Sir George was speaking at a question and answer session in Belfast after receiving an honorary degree from the University of Ulster.
He said that while he could "live with an amnesty", that he personally did not believe in it.
The BBC has reported that Sir George said "there cannot be different rules for different citizens".
Defence Secretary Penny Mordaunt has backed calls for military veterans of the Northern Ireland conflict to be covered by an amnesty from prosecution.
Sir George said that Northern Ireland needed to "untangle" itself from Troubles legacy issues.
The Chief Constable will retire from his position later this month to be replaced by former Chief Constable of Cheshire Police Simon Byrne.
"Personally I don't believe in it (an amnesty), but I could live with it... that's part of living in a post-conflict society," he said.
DUP Policing Board member Mervyn Storey said his party would oppose the introduction of any amnesty "which would protect perpetrators of terrorist crimes".
"An amnesty would be a corruption of justice similar to the OTR letters and early prisoner releases," the North Antrim MLA said.
"We have always fought to ensure that those who lost loved ones continue to have a right and route to justice. It is clear that the current structures are failing innocent victims. This needs to change.

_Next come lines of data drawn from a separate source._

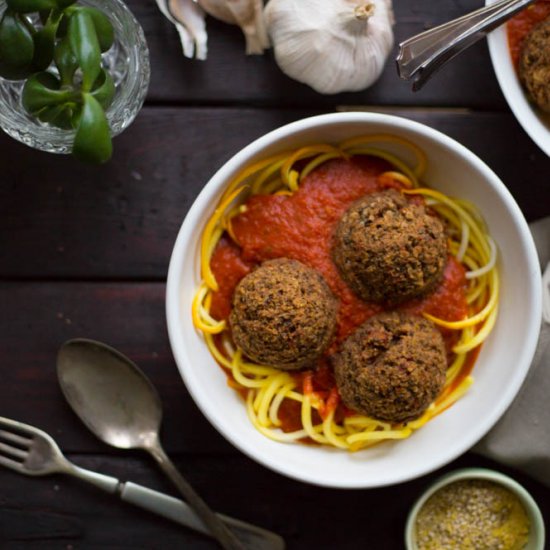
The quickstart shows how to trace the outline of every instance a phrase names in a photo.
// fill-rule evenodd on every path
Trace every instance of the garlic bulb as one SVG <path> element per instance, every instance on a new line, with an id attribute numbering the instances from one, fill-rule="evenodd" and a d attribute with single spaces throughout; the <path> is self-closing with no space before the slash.
<path id="1" fill-rule="evenodd" d="M 246 39 L 247 54 L 261 54 L 269 47 L 263 15 L 263 0 L 198 0 L 198 2 L 212 17 L 241 27 Z"/>
<path id="2" fill-rule="evenodd" d="M 323 94 L 373 84 L 393 47 L 391 0 L 270 0 L 265 19 L 281 70 Z"/>
<path id="3" fill-rule="evenodd" d="M 183 55 L 204 60 L 207 54 L 204 10 L 194 0 L 156 0 L 162 14 L 176 26 Z"/>

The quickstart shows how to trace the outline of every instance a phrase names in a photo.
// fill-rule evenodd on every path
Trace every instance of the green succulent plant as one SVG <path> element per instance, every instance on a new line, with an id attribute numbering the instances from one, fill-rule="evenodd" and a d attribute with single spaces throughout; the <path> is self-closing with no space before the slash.
<path id="1" fill-rule="evenodd" d="M 26 80 L 22 103 L 43 123 L 74 129 L 73 155 L 102 163 L 112 155 L 105 115 L 115 85 L 101 64 L 114 29 L 100 10 L 75 0 L 7 0 L 0 19 L 0 76 Z M 37 13 L 33 23 L 29 14 Z M 57 71 L 52 70 L 55 67 Z"/>

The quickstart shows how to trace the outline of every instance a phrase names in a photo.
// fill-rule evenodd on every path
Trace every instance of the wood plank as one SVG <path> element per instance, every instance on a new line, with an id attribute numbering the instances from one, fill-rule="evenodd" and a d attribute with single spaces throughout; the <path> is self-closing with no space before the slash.
<path id="1" fill-rule="evenodd" d="M 0 283 L 0 303 L 0 416 L 47 431 L 67 452 L 111 452 L 83 427 L 57 384 L 62 343 L 92 338 L 128 355 L 150 377 L 164 403 L 168 450 L 233 452 L 183 385 L 166 333 L 163 284 Z"/>
<path id="2" fill-rule="evenodd" d="M 550 158 L 512 115 L 382 110 L 472 149 L 529 220 L 550 214 Z M 115 155 L 101 167 L 1 135 L 0 277 L 163 279 L 185 213 L 215 170 L 262 134 L 318 112 L 146 108 L 115 139 Z"/>
<path id="3" fill-rule="evenodd" d="M 78 465 L 175 494 L 154 466 L 139 457 L 70 456 Z M 475 455 L 398 486 L 368 491 L 305 485 L 242 455 L 177 458 L 176 464 L 216 510 L 281 534 L 289 550 L 402 548 L 415 498 L 436 477 L 460 467 L 496 468 L 512 475 L 550 517 L 550 489 Z M 0 470 L 0 546 L 34 548 L 197 548 L 216 545 L 187 528 L 157 518 L 66 477 L 29 479 Z"/>
<path id="4" fill-rule="evenodd" d="M 481 6 L 479 0 L 396 1 L 395 47 L 380 80 L 356 93 L 323 96 L 282 73 L 270 50 L 245 56 L 241 31 L 211 17 L 207 19 L 209 53 L 206 61 L 185 59 L 173 26 L 154 2 L 130 0 L 142 24 L 151 53 L 152 80 L 148 100 L 199 104 L 238 103 L 269 106 L 331 106 L 339 103 L 380 105 L 446 105 L 505 109 L 486 44 L 481 42 L 445 67 L 421 92 L 413 93 L 395 69 L 397 44 L 427 28 Z"/>
<path id="5" fill-rule="evenodd" d="M 75 336 L 107 341 L 135 360 L 159 390 L 162 439 L 193 486 L 216 509 L 280 532 L 290 549 L 354 550 L 363 540 L 401 548 L 410 505 L 441 473 L 397 487 L 337 491 L 286 479 L 240 454 L 202 417 L 179 378 L 165 333 L 162 284 L 3 283 L 0 303 L 1 415 L 46 430 L 83 467 L 173 494 L 147 457 L 100 444 L 63 402 L 55 378 L 59 345 Z M 496 466 L 467 454 L 444 470 L 473 465 Z M 550 517 L 548 488 L 496 467 L 524 483 Z M 28 479 L 0 469 L 0 487 L 3 550 L 214 548 L 203 537 L 71 479 Z"/>
<path id="6" fill-rule="evenodd" d="M 163 278 L 179 226 L 208 178 L 249 141 L 294 118 L 278 111 L 145 109 L 101 167 L 1 135 L 0 157 L 17 162 L 5 162 L 0 183 L 6 245 L 0 273 Z"/>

The fact remains that 90% of deaths were perpetrated by terrorists."
Mr Storey said that while the DUP was supportive of veterans, any solution could not lead to a blanket amnesty.
"It is also vital that perceptions of witch-hunts against veterans who bravely defended the community in Northern Ireland are properly addressed," he said.

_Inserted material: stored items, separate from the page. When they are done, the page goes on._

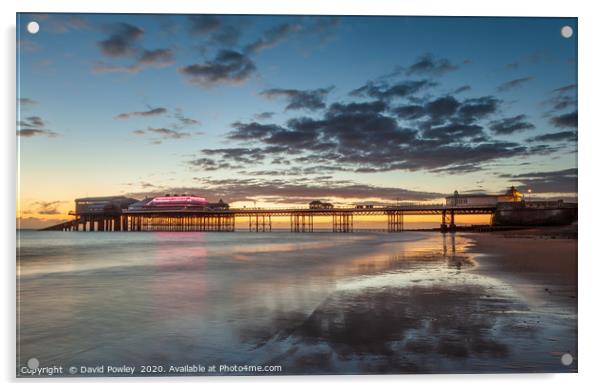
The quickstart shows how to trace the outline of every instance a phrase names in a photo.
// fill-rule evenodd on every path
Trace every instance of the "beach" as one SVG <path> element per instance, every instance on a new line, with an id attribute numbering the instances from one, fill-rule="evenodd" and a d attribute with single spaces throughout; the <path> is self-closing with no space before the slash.
<path id="1" fill-rule="evenodd" d="M 577 370 L 566 235 L 32 231 L 19 245 L 18 371 L 32 357 L 80 372 L 66 376 Z"/>

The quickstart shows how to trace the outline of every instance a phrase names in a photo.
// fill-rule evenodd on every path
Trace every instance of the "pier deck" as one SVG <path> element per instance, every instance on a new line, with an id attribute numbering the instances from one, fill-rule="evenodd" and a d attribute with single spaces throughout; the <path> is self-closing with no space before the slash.
<path id="1" fill-rule="evenodd" d="M 441 229 L 455 229 L 457 215 L 493 215 L 495 206 L 397 205 L 370 208 L 208 208 L 124 209 L 121 214 L 75 214 L 74 220 L 48 227 L 58 231 L 215 231 L 232 232 L 236 219 L 249 231 L 270 232 L 273 217 L 289 217 L 291 232 L 313 232 L 315 217 L 331 217 L 333 232 L 353 232 L 354 216 L 386 216 L 387 231 L 404 230 L 404 217 L 440 215 Z"/>

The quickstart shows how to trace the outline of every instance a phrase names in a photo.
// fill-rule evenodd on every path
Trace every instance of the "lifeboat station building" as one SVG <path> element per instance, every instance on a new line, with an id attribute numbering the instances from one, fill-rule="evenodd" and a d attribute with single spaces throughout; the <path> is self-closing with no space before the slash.
<path id="1" fill-rule="evenodd" d="M 446 206 L 497 206 L 501 203 L 522 202 L 523 194 L 512 186 L 505 194 L 460 194 L 445 197 Z"/>

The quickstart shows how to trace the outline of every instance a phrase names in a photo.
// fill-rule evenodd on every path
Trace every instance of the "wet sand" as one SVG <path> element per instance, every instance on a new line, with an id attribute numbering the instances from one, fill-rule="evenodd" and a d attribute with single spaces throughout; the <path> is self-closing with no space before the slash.
<path id="1" fill-rule="evenodd" d="M 577 370 L 567 236 L 61 234 L 22 241 L 18 365 Z"/>
<path id="2" fill-rule="evenodd" d="M 407 253 L 390 281 L 332 294 L 289 337 L 299 347 L 280 359 L 313 371 L 319 363 L 325 374 L 576 372 L 573 235 L 442 236 L 446 266 L 425 267 L 427 254 Z M 564 353 L 574 357 L 569 366 Z"/>
<path id="3" fill-rule="evenodd" d="M 474 243 L 478 273 L 512 282 L 530 299 L 577 307 L 576 227 L 464 234 Z"/>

"Soldiers and police served professionally in very challenging circumstances and there is justifiable frustration at a grassroots level at the disproportionate focus on the actions of the state."
Meanwhile, UUP Justice spokesperson Doug Beattie called on the UK Government to publish the results of the legacy consultation process.
The legacy consultation outlined plans for a Historical Investigations Unit (HIU) which would investigate over 1,700 unsolved murders from the conflict.
The plans also include the setting up of an Independent Commission on Information Retrieval which would only look for information on deaths if asked to do so by families.
Mr Beattie said Secretary of State Karen Bradley asked the parties about releasing the response to the consultation in May.
The Upper Bann MLA said that many thought that discussing the legacy issue in the middle of Stormont talks could "destabilize the process", though his party disagreed.
“The bottom line is that there is no ‘good time’ to deal with sensitive issues like legacy but we believe there is a duty on the NIO and the Secretary of State to release this consultation, and its factual contents, along with their proposed next step," he said.
"This should be done before we have a new Prime Minister and before the almost certain departure of the current Secretary of State. That was our advice to Karen Bradley MP and we ask the other parties to join us in lobbying for the release of the findings of the consultation process."